This is an automated email from the ASF dual-hosted git repository.
uros-b pushed a commit to branch master
in repository https://gitbox.apache.org/repos/asf/spark.git
The following commit(s) were added to refs/heads/master by this push:
new b4777a99deef [SPARK-57165][SQL][TEST] Add LiteralGenerator support for
nanosecond-capable timestamp types
b4777a99deef is described below
commit b4777a99deefedbf2bd75c18ee5a98f2b16a03c0
Author: Maxim Gekk <[email protected]>
AuthorDate: Wed Jun 3 20:00:46 2026 +0200
[SPARK-57165][SQL][TEST] Add LiteralGenerator support for
nanosecond-capable timestamp types
### What changes were proposed in this pull request?

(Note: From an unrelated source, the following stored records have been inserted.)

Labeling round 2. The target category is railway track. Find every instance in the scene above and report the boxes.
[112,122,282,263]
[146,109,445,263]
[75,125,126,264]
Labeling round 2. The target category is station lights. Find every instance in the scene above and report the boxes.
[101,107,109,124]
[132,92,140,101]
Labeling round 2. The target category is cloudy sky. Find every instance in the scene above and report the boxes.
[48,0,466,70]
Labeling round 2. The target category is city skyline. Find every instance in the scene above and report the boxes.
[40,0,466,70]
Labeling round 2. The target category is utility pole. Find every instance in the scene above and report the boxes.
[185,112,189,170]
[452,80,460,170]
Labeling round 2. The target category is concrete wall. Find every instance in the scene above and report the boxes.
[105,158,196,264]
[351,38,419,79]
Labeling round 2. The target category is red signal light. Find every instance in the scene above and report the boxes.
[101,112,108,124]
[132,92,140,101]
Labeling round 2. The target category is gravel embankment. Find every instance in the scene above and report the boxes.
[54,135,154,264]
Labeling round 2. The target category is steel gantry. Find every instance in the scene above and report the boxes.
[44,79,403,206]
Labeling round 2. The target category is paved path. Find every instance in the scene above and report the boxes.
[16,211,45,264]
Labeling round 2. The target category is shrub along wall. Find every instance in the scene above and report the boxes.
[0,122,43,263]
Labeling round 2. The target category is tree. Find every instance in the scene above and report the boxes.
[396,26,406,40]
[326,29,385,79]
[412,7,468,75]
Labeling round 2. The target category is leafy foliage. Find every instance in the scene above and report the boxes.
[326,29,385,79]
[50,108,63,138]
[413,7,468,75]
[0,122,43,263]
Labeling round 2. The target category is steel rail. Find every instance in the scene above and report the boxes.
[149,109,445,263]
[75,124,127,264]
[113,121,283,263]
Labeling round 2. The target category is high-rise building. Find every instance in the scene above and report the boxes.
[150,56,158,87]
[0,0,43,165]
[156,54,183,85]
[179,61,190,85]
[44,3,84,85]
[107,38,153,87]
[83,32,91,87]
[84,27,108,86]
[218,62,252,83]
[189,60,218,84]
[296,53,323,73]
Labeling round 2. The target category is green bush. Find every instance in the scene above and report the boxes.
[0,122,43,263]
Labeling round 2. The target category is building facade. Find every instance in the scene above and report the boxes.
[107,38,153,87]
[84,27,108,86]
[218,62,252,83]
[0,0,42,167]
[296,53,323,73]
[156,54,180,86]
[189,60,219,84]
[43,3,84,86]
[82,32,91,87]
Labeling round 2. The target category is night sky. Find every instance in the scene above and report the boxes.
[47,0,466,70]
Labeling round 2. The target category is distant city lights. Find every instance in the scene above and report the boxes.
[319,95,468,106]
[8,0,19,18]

This PR extends the test-only `LiteralGenerator` (in
`sql/catalyst/src/test/.../expressions/LiteralGenerator.scala`) to produce
random `Literal`s for the nanosecond-capable timestamp types
`TimestampNTZNanosType(p)` and `TimestampLTZNanosType(p)` (p in `[7, 9]`), and
wires them into `randomGen`:
```scala
case t: TimestampNTZNanosType => timestampNTZNanosLiteralGen(t.precision)
case t: TimestampLTZNanosType => timestampLTZNanosLiteralGen(t.precision)
```
Details:
- New `timestampNTZNanosLiteralGen(precision)` /
`timestampLTZNanosLiteralGen(precision)` build `Literal`s whose Catalyst value
is `org.apache.spark.unsafe.types.TimestampNanosVal(epochMicros,
nanosWithinMicro)` with the matching data type (constructed via the internal
`TimestampNanosVal`, not external `java.time` conversion).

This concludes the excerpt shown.